Lagatar24 Desk
Phnom Penh: An 11th-century Hindu temple dedicated to Lord Shiva has become the flashpoint in an escalating military conflict between Thailand and Cambodia. The Prasat Ta Muen Thom temple, part of the Ta Muen Temple Complex near the Dangrek mountain range, lies at the heart of an ongoing border dispute rooted in colonial-era maps and regional pride.
Drones, Clashes and a Forgotten Temple
Tensions soared after Thai forces reported spotting Cambodian surveillance drones near the temple area on Wednesday. What followed was an alarming escalation—gunfire, rocket exchanges, and even F-16 airstrikes, plunging the region into a diplomatic and military standoff. Ambassadors were expelled, relations downgraded, and international attention returned to a forgotten cluster of Hindu temples nestled deep in contested forested terrain.
The focal point, Prasat Ta Muen Thom, also known as “Great Temple of the Grandfather Chicken,” was built during the reign of Khmer King Udayadityavarman II. Carved into natural rock, its sanctum houses a Shivling and Sanskrit inscriptions, symbolising the reach of ancient Indian civilisation into Southeast Asia.
Ancient Highway, Modern Conflict
The Ta Muen temple group, which includes Ta Muen Thom, Ta Muen Toch, and Prasat Ta Muen, was strategically located on a Khmer royal highway connecting Angkor in Cambodia to Phimai in Thailand. Once a thriving centre for Shaivite worship, the temples later transitioned to Buddhist use under King Jayavarman VII, aligning with the Khmer Empire’s religious evolution.
Architecturally, the temples showcase laterite and sandstone construction, detailed carvings of Hindu deities, and an unusually south-facing gopura—a distinct deviation from typical Khmer east-facing structures. While the temples bear deep religious and artistic ties to Indian Gupta and Pallava traditions, they have also become pawns in a geopolitical struggle.

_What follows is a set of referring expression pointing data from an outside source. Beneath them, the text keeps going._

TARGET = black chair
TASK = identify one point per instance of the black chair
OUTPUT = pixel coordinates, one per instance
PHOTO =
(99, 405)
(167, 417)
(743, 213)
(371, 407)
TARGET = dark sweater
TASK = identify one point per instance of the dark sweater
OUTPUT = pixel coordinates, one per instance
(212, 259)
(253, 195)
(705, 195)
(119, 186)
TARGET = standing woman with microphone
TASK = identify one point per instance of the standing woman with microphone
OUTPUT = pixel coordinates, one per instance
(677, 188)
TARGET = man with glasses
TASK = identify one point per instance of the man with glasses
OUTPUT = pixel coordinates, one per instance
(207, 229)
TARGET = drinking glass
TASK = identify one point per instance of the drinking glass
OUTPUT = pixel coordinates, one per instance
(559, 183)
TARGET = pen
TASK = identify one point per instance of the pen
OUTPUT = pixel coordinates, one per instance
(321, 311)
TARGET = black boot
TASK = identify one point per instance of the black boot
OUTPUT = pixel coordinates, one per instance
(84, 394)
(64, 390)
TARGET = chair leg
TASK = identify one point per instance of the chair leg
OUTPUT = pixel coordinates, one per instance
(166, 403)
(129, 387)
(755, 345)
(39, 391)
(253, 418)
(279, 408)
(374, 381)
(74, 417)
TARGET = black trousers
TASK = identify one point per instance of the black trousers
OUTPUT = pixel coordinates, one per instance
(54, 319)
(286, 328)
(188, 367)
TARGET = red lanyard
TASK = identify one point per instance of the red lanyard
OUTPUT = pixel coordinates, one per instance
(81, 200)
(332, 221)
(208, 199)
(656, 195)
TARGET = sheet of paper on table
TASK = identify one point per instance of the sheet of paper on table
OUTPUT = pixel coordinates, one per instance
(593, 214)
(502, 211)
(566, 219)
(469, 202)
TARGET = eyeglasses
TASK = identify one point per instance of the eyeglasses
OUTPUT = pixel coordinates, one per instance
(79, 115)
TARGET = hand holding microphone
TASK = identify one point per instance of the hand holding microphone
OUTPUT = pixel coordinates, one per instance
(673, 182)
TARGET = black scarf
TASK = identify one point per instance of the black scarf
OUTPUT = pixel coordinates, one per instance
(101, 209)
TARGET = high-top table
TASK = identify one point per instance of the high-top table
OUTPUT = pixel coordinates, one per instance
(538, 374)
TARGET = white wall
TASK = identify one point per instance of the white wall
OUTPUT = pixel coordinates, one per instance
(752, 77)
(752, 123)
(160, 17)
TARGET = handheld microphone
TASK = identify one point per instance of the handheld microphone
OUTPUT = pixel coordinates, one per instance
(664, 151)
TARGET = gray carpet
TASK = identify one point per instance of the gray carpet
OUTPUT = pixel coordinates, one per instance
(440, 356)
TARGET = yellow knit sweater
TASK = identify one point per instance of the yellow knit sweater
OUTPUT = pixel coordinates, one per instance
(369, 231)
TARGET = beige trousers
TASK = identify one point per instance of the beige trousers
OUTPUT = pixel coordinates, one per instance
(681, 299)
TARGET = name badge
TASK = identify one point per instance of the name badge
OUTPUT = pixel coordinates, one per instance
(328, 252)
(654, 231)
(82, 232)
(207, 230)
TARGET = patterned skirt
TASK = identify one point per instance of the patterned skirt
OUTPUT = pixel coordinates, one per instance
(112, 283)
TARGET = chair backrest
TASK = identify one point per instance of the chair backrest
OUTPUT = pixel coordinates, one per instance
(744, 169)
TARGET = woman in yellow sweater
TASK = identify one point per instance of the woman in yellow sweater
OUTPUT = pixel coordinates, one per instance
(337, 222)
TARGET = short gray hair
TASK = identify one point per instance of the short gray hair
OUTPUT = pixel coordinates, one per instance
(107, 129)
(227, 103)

Shaivism to Buddhism and Now to Battlelines
Initially dedicated to Hinduism, particularly Shaivism, the temple complex gradually embraced Mahayana Buddhism, featuring dharma salas and rest house chapels. However, their location on an undemarcated border—poorly defined by colonial French maps—has turned this cultural treasure into contested territory.
Cambodia claims the temples based on Khmer Empire boundaries, while Thailand asserts control due to modern administrative demarcation. The lack of clarity has turned these ruins into a battleground, both diplomatically and militarily.
India’s Cultural Imprint in Southeast Asia
The temples serve as enduring symbols of India’s historical influence in Southeast Asia. Trade, religion, and maritime networks from the 1st century brought Shaivism, Vaishnavism, and Indian political concepts like Devaraja to the Khmer elite. The result: temples with Indian iconography, Sanskrit texts, and divine kingship ideology built thousands of kilometres from the subcontinent.
These structures, largely forgotten and left in ruins, are now thrust into global focus—not for their spiritual legacy, but for their role in a 21st-century conflict. The war has turned sacred stones into strategic assets.